Dear Tell All: In your response to Jobless in Madison, you solicited reader opinions on the practice of employers asking applicants to do a working stint as part of a job interview ("Working' Job Interviews," 1/30/2014). I would consider such an "interview" reasonable if it ran for an hour or two. I've sat for oral interviews of that duration, so my time would've been occupied either way. I would look at such an interview as trying on the job, sort of like how I would try on clothes before buying them.
However, I would consider two or three days of this to be unreasonable. Under this scenario, the employer is unfairly benefiting from free labor.
Model Employee
Dear Tell All: I worked at a company where job finalists were given a series of tasks that were similar to what they would be expected to do on the job. It wasn't real work that would benefit the company, but it would require a couple hours of the applicants' time. When that was finished and evaluated, we would have interviews. In all, a final applicant would spend most of the day with us. This gave us a much better idea of the applicant's skills than a resume would. And it gave the applicant a better idea of what the job entailed.

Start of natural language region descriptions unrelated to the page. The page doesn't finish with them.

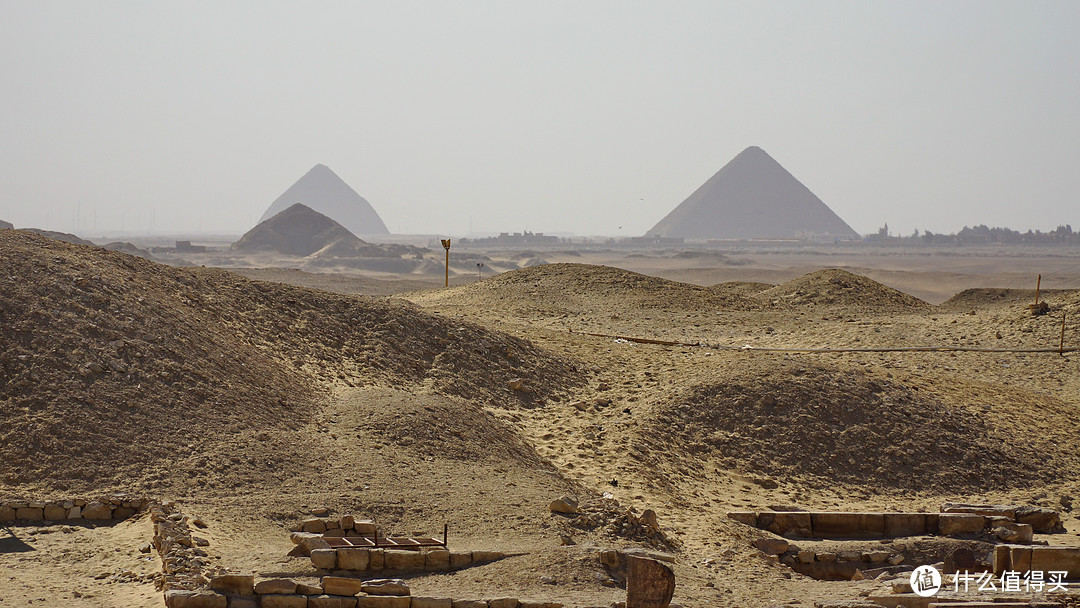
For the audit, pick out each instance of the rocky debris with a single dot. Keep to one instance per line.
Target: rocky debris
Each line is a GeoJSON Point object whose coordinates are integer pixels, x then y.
{"type": "Point", "coordinates": [613, 519]}
{"type": "Point", "coordinates": [565, 504]}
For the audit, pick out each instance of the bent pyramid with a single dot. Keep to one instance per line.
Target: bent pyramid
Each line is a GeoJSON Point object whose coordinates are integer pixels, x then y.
{"type": "Point", "coordinates": [322, 190]}
{"type": "Point", "coordinates": [298, 231]}
{"type": "Point", "coordinates": [752, 198]}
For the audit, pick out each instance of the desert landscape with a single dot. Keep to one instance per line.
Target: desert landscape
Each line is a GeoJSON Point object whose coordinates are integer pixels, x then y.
{"type": "Point", "coordinates": [554, 418]}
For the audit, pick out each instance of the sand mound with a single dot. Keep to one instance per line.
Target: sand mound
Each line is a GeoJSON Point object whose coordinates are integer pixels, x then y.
{"type": "Point", "coordinates": [841, 427]}
{"type": "Point", "coordinates": [126, 363]}
{"type": "Point", "coordinates": [741, 287]}
{"type": "Point", "coordinates": [839, 287]}
{"type": "Point", "coordinates": [584, 287]}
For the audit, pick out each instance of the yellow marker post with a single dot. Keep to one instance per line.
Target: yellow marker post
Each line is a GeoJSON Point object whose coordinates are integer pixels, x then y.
{"type": "Point", "coordinates": [446, 245]}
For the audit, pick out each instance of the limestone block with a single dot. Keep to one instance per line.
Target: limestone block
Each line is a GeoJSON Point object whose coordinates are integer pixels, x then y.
{"type": "Point", "coordinates": [960, 524]}
{"type": "Point", "coordinates": [649, 583]}
{"type": "Point", "coordinates": [177, 598]}
{"type": "Point", "coordinates": [486, 556]}
{"type": "Point", "coordinates": [97, 510]}
{"type": "Point", "coordinates": [403, 561]}
{"type": "Point", "coordinates": [1056, 558]}
{"type": "Point", "coordinates": [460, 559]}
{"type": "Point", "coordinates": [386, 586]}
{"type": "Point", "coordinates": [283, 602]}
{"type": "Point", "coordinates": [324, 558]}
{"type": "Point", "coordinates": [376, 559]}
{"type": "Point", "coordinates": [275, 586]}
{"type": "Point", "coordinates": [341, 585]}
{"type": "Point", "coordinates": [905, 524]}
{"type": "Point", "coordinates": [332, 602]}
{"type": "Point", "coordinates": [383, 602]}
{"type": "Point", "coordinates": [29, 513]}
{"type": "Point", "coordinates": [313, 525]}
{"type": "Point", "coordinates": [353, 558]}
{"type": "Point", "coordinates": [747, 517]}
{"type": "Point", "coordinates": [436, 559]}
{"type": "Point", "coordinates": [796, 524]}
{"type": "Point", "coordinates": [233, 584]}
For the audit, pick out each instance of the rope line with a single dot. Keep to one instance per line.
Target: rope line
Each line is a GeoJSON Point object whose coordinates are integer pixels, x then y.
{"type": "Point", "coordinates": [833, 350]}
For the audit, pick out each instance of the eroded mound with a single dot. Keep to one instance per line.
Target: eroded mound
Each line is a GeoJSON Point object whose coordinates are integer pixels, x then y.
{"type": "Point", "coordinates": [112, 362]}
{"type": "Point", "coordinates": [839, 287]}
{"type": "Point", "coordinates": [826, 427]}
{"type": "Point", "coordinates": [584, 287]}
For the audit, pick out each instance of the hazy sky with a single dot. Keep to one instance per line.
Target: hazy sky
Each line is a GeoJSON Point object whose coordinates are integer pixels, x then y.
{"type": "Point", "coordinates": [590, 117]}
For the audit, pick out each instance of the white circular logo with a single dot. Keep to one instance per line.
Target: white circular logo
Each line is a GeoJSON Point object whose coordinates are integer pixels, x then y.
{"type": "Point", "coordinates": [926, 581]}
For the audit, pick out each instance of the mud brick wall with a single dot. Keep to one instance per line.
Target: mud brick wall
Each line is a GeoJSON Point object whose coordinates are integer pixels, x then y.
{"type": "Point", "coordinates": [112, 508]}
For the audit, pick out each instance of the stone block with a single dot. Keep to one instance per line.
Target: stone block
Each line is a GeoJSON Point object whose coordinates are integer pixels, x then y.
{"type": "Point", "coordinates": [403, 561]}
{"type": "Point", "coordinates": [785, 524]}
{"type": "Point", "coordinates": [460, 559]}
{"type": "Point", "coordinates": [905, 524]}
{"type": "Point", "coordinates": [341, 585]}
{"type": "Point", "coordinates": [376, 559]}
{"type": "Point", "coordinates": [332, 602]}
{"type": "Point", "coordinates": [486, 556]}
{"type": "Point", "coordinates": [649, 583]}
{"type": "Point", "coordinates": [275, 586]}
{"type": "Point", "coordinates": [233, 584]}
{"type": "Point", "coordinates": [747, 517]}
{"type": "Point", "coordinates": [29, 513]}
{"type": "Point", "coordinates": [436, 559]}
{"type": "Point", "coordinates": [353, 558]}
{"type": "Point", "coordinates": [96, 510]}
{"type": "Point", "coordinates": [313, 525]}
{"type": "Point", "coordinates": [178, 598]}
{"type": "Point", "coordinates": [1056, 558]}
{"type": "Point", "coordinates": [383, 602]}
{"type": "Point", "coordinates": [386, 586]}
{"type": "Point", "coordinates": [960, 524]}
{"type": "Point", "coordinates": [283, 602]}
{"type": "Point", "coordinates": [324, 558]}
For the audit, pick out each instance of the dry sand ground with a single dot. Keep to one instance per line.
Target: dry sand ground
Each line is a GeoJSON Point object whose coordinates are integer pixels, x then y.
{"type": "Point", "coordinates": [402, 413]}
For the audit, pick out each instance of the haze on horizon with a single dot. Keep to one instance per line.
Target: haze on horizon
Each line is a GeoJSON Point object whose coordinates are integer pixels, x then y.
{"type": "Point", "coordinates": [592, 118]}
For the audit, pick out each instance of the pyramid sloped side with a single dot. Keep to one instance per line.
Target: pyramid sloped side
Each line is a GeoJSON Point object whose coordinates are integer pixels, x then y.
{"type": "Point", "coordinates": [322, 190]}
{"type": "Point", "coordinates": [753, 197]}
{"type": "Point", "coordinates": [298, 231]}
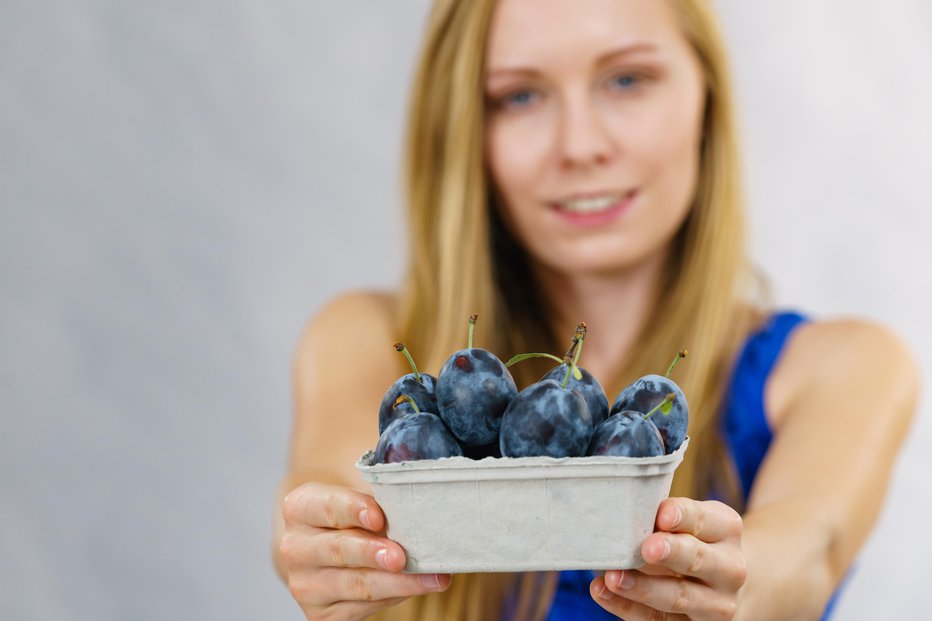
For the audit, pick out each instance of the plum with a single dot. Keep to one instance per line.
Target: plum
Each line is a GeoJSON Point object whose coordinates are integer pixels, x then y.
{"type": "Point", "coordinates": [588, 386]}
{"type": "Point", "coordinates": [627, 434]}
{"type": "Point", "coordinates": [419, 435]}
{"type": "Point", "coordinates": [645, 394]}
{"type": "Point", "coordinates": [420, 387]}
{"type": "Point", "coordinates": [546, 419]}
{"type": "Point", "coordinates": [473, 390]}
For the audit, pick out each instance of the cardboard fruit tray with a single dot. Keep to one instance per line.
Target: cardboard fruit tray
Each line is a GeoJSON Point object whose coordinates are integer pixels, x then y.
{"type": "Point", "coordinates": [458, 515]}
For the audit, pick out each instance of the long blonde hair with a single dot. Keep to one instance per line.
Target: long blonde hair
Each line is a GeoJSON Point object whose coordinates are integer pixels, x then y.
{"type": "Point", "coordinates": [462, 261]}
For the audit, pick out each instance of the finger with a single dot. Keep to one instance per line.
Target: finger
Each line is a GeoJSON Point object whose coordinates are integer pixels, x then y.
{"type": "Point", "coordinates": [328, 506]}
{"type": "Point", "coordinates": [625, 608]}
{"type": "Point", "coordinates": [718, 565]}
{"type": "Point", "coordinates": [709, 520]}
{"type": "Point", "coordinates": [678, 596]}
{"type": "Point", "coordinates": [348, 548]}
{"type": "Point", "coordinates": [331, 585]}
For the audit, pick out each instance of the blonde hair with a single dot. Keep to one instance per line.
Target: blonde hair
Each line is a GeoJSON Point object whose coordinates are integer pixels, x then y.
{"type": "Point", "coordinates": [462, 261]}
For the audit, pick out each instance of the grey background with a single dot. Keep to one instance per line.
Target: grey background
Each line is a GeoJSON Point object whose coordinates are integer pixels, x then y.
{"type": "Point", "coordinates": [183, 183]}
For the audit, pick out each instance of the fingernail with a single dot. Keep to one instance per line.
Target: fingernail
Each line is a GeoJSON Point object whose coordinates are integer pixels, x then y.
{"type": "Point", "coordinates": [364, 519]}
{"type": "Point", "coordinates": [430, 581]}
{"type": "Point", "coordinates": [605, 594]}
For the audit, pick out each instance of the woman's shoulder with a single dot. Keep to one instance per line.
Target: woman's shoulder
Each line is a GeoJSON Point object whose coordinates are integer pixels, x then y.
{"type": "Point", "coordinates": [830, 357]}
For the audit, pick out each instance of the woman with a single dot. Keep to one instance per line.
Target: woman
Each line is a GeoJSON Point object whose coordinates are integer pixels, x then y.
{"type": "Point", "coordinates": [577, 161]}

In New York City in the 1970s I applied for a job where I was given about three hours of tests in the morning and then spent the afternoon in interviews with everyone I would be working with. I got the job, which I might not have gotten based on my resume alone. And my employer started out knowing my strengths and my weaknesses.
I fail to see how this is degrading.
B. Labored
Dear Tell All: Maybe demanding an unpaid working stint is the employer's way of identifying candidates with the qualities they are really looking for: low-information worker, easily intimidated, cheerfully accepts his/her inferior status, grovels appropriately.